Here is one possible workflow that I use often.

I use a terminal emulator that supports HTML-like explicit hyperlinks (OSC 8 escape sequence). There are quite a few such terminal emulators out there.

I have set up an alias from ls to ls --hyperlink=auto (and some other options as well that are irrelevant here). Note that it's ls from GNU coreutils, the default on most Linux systems, which has this command line option.

I issue the ls command to print the given filename. I could narrow down the listing using wildcards, or list the desired filename only (with the aid of tab completion). Or I can simply list the entire directory. Or if I know that it's one of the newest files in the directory then ls -ltr and it'll be at the end of the listing, I don't have to recall its name. Whichever feels the most convenient, or whichever I feel like typing at that very moment.

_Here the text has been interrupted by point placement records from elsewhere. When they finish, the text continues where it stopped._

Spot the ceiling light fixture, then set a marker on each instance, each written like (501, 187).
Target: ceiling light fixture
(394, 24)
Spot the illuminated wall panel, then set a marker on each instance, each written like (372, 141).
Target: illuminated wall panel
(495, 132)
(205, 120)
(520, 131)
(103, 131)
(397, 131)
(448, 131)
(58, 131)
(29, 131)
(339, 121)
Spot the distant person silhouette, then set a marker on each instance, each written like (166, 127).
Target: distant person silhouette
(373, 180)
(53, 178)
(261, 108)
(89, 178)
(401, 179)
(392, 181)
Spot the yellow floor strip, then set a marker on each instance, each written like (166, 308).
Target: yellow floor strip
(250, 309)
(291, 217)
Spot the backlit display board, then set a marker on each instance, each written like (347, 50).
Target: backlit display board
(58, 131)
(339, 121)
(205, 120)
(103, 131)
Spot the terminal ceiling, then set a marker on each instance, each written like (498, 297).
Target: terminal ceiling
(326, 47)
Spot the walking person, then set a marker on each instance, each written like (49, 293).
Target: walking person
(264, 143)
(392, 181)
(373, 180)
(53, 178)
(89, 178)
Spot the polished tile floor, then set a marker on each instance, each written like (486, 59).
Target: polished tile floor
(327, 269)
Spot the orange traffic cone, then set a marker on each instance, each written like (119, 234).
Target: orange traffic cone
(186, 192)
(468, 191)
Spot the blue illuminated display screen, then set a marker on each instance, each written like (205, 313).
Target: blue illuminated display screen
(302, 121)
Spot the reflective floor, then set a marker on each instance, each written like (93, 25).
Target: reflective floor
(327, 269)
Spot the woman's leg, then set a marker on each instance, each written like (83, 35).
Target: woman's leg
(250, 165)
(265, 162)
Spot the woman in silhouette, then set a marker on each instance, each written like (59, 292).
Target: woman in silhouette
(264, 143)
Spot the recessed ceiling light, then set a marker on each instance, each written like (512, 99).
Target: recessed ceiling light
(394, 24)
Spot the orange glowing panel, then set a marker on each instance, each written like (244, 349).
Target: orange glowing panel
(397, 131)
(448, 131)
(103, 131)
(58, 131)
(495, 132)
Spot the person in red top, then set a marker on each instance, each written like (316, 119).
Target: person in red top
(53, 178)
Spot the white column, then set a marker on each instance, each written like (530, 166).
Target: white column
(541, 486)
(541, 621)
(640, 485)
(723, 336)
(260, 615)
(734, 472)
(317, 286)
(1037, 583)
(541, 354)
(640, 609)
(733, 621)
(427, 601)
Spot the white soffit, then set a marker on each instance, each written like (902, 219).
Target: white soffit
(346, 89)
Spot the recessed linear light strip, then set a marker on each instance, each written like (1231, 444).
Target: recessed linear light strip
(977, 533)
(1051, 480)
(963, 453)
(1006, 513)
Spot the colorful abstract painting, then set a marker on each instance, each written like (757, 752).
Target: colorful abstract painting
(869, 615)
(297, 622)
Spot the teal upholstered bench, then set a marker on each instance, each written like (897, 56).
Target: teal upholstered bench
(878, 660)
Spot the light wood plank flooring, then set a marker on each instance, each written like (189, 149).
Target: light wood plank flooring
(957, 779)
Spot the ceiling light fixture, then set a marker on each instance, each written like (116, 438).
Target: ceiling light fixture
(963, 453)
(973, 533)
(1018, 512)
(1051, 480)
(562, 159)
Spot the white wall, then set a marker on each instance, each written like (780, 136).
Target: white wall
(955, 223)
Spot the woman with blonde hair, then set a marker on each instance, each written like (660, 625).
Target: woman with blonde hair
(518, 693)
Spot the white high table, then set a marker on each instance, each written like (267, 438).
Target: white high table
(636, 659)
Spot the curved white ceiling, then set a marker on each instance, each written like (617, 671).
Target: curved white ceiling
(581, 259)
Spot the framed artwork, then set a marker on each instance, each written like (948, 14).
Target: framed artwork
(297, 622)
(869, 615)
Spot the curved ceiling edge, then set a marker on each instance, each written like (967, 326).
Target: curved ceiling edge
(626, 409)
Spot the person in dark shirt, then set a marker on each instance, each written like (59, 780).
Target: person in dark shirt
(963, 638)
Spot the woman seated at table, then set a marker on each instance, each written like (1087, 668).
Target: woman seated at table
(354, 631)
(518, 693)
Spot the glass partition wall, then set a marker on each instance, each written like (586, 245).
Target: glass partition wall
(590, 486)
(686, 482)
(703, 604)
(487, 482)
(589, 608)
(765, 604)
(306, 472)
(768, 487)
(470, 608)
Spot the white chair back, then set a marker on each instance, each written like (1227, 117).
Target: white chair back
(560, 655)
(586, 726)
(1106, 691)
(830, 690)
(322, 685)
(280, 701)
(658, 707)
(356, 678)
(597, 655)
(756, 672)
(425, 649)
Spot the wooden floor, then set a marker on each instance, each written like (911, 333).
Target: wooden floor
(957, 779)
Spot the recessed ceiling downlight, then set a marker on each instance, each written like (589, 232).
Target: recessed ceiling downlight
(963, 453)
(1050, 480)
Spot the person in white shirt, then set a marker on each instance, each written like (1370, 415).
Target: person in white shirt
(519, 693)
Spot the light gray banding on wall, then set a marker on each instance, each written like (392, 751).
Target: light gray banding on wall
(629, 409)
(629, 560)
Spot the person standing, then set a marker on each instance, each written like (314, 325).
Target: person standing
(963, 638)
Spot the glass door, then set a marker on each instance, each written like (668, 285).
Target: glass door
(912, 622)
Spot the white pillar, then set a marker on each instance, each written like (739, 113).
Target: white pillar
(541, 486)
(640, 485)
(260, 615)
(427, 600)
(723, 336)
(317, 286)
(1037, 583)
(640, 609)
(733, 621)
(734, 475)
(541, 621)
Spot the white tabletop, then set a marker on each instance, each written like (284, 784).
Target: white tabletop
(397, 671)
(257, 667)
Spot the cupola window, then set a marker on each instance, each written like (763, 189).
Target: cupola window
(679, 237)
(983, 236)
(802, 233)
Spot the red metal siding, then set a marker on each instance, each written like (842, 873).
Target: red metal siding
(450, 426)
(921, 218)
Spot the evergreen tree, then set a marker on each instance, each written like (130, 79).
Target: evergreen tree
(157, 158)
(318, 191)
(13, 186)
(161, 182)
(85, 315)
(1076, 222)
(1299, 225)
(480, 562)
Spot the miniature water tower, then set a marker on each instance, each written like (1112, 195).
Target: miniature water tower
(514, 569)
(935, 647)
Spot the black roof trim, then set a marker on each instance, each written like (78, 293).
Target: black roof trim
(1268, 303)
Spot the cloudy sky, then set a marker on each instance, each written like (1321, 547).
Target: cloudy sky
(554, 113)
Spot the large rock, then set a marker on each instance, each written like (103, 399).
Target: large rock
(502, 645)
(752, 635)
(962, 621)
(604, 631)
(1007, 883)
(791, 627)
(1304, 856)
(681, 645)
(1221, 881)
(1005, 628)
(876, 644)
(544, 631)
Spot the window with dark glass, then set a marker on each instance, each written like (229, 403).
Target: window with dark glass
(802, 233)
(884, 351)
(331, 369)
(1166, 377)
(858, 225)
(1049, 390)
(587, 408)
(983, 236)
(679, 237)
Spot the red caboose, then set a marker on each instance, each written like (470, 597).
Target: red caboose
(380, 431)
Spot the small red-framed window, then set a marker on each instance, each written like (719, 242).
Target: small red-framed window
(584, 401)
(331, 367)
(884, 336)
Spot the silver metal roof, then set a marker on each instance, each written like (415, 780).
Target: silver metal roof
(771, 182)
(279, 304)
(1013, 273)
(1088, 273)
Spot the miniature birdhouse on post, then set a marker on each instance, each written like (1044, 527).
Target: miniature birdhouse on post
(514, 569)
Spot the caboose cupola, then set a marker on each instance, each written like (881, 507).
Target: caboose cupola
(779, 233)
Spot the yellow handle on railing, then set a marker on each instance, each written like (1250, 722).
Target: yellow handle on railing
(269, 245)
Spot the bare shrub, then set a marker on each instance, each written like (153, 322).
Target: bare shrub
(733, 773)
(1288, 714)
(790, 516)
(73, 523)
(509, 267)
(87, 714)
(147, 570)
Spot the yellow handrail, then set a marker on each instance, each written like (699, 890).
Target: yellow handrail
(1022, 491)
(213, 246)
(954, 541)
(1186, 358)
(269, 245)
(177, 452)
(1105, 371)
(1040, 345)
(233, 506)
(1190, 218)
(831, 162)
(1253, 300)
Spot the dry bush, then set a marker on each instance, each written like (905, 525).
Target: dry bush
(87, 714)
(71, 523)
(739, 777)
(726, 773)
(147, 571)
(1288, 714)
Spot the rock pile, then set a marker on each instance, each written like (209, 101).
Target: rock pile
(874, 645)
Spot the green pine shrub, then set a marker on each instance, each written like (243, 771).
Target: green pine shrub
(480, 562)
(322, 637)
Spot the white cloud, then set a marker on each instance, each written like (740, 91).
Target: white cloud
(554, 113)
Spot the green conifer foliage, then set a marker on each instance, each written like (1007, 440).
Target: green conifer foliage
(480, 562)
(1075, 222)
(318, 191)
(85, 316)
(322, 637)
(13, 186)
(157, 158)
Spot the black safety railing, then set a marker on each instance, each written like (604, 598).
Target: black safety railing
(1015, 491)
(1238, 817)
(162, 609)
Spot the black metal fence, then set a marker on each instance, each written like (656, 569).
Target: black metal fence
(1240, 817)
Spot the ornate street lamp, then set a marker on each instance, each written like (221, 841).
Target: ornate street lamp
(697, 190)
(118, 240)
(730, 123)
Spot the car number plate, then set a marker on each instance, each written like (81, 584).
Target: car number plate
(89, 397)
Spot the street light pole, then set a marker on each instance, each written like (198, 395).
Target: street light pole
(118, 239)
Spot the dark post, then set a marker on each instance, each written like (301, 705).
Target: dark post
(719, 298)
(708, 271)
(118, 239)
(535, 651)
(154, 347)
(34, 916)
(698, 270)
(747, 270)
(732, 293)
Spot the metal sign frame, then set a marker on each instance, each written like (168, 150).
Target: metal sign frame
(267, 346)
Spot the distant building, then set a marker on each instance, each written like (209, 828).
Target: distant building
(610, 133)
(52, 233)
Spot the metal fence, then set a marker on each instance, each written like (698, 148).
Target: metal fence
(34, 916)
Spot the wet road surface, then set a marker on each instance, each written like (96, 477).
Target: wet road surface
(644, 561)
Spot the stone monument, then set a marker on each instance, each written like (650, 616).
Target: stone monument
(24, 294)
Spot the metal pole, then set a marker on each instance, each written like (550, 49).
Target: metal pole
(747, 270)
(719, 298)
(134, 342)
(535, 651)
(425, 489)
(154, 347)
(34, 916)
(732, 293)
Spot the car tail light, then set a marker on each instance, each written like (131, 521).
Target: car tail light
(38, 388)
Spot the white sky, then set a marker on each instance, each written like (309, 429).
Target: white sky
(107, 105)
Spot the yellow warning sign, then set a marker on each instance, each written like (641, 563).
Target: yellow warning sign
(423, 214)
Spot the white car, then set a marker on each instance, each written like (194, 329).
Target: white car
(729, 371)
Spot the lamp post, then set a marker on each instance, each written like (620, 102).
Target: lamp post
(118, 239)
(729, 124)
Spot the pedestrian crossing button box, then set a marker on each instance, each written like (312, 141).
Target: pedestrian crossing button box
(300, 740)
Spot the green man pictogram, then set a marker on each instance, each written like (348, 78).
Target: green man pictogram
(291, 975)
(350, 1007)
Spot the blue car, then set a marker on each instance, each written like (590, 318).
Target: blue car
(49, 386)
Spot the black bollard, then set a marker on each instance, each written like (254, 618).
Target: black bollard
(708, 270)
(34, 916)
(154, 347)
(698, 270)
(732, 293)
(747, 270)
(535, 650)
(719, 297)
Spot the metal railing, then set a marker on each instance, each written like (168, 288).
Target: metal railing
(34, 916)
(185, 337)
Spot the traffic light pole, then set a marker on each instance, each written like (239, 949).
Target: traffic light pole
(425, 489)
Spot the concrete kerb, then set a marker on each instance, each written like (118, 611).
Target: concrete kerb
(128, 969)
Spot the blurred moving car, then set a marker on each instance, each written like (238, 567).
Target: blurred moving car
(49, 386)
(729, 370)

Then I Ctrl+click on the printed link (some terminal emulators might need a different action to open the link), which opens the file in its default handler application.

This way I don't need to remember the name of the default application (whether it's evince or whatever else), don't need to type that, nor type something generic like xdg-open or something overly long such as gapplication launch org.gnome.Evince shown in a comment above.

My PDFs and similar files often contain special characters (e.g. spaces) in their names, it's somewhat out of my control (I download many of them from the web or receive via other sources such as email, and I can't be bothered to rename them all to contain easy-to-use characters only). This method handles such characters safely, I don't need to fiddle with quoting or escaping.

The default application is launched externally to the terminal session, that is, the app's standard output or error won't appear and won't clutter my terminal session.

An obvious drawback is that it launches the default application for the given file type, I cannot pick one-off exceptions. (Theoretically there might be a terminal emulator out there which offers to pick a different application, e.g. in its right click menu. I don't know if there any.) If I need to open with a different application, I resort to more standard methods.

I personally love this method and find it super fast and convenient. Your mileage may vary. Give it a try and see if you like it or not.